Restano due questioni aperte, scottanti e quanto mai di moda. Una riguarda la comunicazione e il modo in cui le violenze di genere e il rapporto uomo-donna vengono presentati dalla stampa italiana, tentata spesso dalla minimizzazione della violenza maschile da un lato, e dalla stigmatizzazione del comportamento femminile dall’altro: una questione tornata prepotentemente di moda in questi giorni con il caso dell’insegnante vittima di revenge porn, o della ragazza che ha denunciato una violenza sessuale durante un festino in un appartamento privato. Alla vigilia delle giornata contro la violenza sulle donne, le deputate del Partito democratico hanno inviato una lettera aperta all’Ordine dei giornalisti, chiedendo un nuovo linguaggio, un nuovo modo di comunicare perché “troppo spesso titoli non riflettuti, stereotipati, non raccontano le donne, raccontano un’immagine sbagliata e nociva, e in alcune occasioni una visione misogina, maschilista, sessista”.

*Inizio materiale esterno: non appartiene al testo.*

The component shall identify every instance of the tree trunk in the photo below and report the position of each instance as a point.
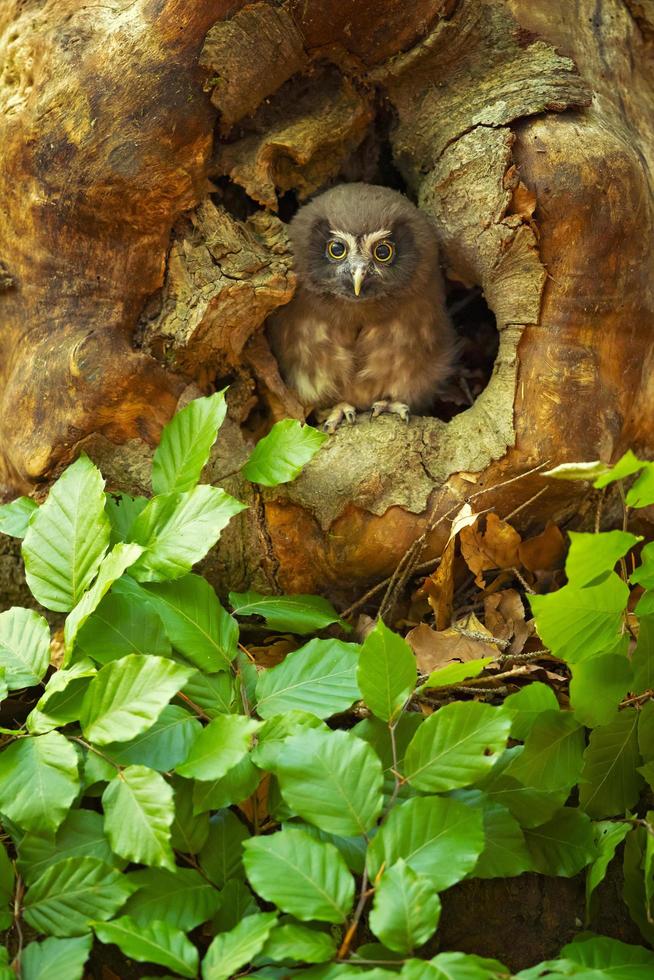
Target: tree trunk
(150, 148)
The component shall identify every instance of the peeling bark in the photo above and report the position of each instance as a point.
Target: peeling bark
(522, 128)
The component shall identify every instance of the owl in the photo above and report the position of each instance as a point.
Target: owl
(367, 328)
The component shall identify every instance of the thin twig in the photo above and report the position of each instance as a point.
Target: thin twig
(364, 894)
(92, 748)
(523, 582)
(598, 512)
(411, 557)
(517, 510)
(425, 566)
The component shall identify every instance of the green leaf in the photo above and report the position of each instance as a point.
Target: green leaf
(38, 781)
(24, 647)
(454, 673)
(626, 466)
(437, 837)
(553, 753)
(138, 809)
(642, 659)
(198, 626)
(331, 779)
(609, 782)
(67, 538)
(578, 623)
(189, 831)
(153, 942)
(237, 903)
(564, 845)
(644, 573)
(122, 511)
(182, 898)
(298, 943)
(72, 893)
(163, 746)
(528, 805)
(127, 696)
(406, 909)
(633, 886)
(592, 555)
(213, 693)
(281, 455)
(80, 835)
(186, 442)
(178, 529)
(352, 849)
(111, 568)
(607, 837)
(505, 853)
(7, 881)
(15, 516)
(598, 686)
(273, 734)
(527, 704)
(236, 785)
(610, 957)
(55, 959)
(61, 701)
(641, 492)
(287, 613)
(221, 857)
(456, 745)
(230, 951)
(319, 678)
(301, 875)
(220, 746)
(387, 672)
(122, 624)
(646, 731)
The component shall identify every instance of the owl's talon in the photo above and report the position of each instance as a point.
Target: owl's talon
(391, 408)
(343, 412)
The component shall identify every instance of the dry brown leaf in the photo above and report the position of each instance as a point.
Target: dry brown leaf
(523, 202)
(464, 518)
(504, 614)
(439, 587)
(434, 649)
(544, 552)
(255, 807)
(271, 654)
(494, 547)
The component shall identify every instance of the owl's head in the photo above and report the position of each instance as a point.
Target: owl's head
(361, 242)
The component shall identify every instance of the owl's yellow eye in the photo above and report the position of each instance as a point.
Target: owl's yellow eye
(336, 249)
(384, 251)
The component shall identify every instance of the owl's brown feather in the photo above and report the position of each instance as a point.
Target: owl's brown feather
(394, 342)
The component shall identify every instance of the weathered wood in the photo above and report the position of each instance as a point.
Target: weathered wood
(523, 128)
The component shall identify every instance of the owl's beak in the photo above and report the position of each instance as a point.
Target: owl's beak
(358, 275)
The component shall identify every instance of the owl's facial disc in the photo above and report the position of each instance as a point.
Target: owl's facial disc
(357, 262)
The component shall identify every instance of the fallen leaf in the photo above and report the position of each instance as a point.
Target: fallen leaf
(504, 615)
(465, 518)
(544, 552)
(438, 648)
(271, 654)
(439, 587)
(494, 547)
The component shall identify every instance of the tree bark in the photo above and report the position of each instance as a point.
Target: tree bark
(150, 147)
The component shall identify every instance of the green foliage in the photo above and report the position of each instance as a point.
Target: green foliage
(281, 455)
(209, 816)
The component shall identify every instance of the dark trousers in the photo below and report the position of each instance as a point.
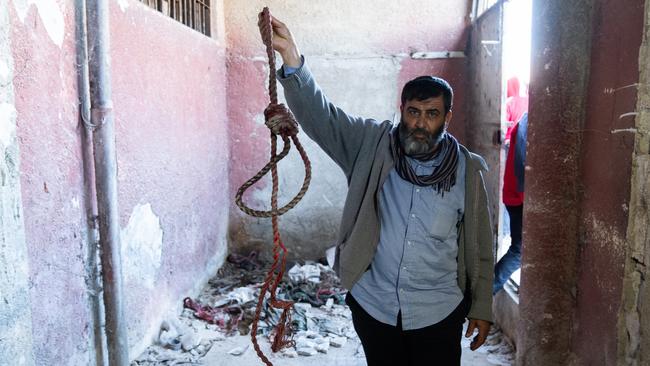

La sfida contro la violenza riguarda Paese intero, la cultura e la comunicazione. La violenza si combatte rispettando la libertà femminile. Cambiando le parole. Il linguaggio di genere può contribuire ad aprire una pagina nuova in cui il rispetto tra i generi sia la normalità. pic.twitter.com/xBX9P6hNkz
Ieri il premier Giuseppe Conte, davanti alle rappresentanti di alcuni dei centri-antiviolenza sparsi sul territorio italiano, ha promesso nuove forme di sostegno economico a questi presìdi, giudicandoli “fondamentali”. Anche se, ha spiegato, “il governo è impegnato soprattutto nell’implementazione di politiche positive, in particolare per combattere il triste primato italiano della disoccupazione femminile: occorrono azioni sistematiche che agiscano sulle motivazioni indirette delle violenze, che agiscono sulla mancata emancipazione femminile”. La speranza è che, il prossimo 25 novembre, non ci sia più bisogno di ripeterlo.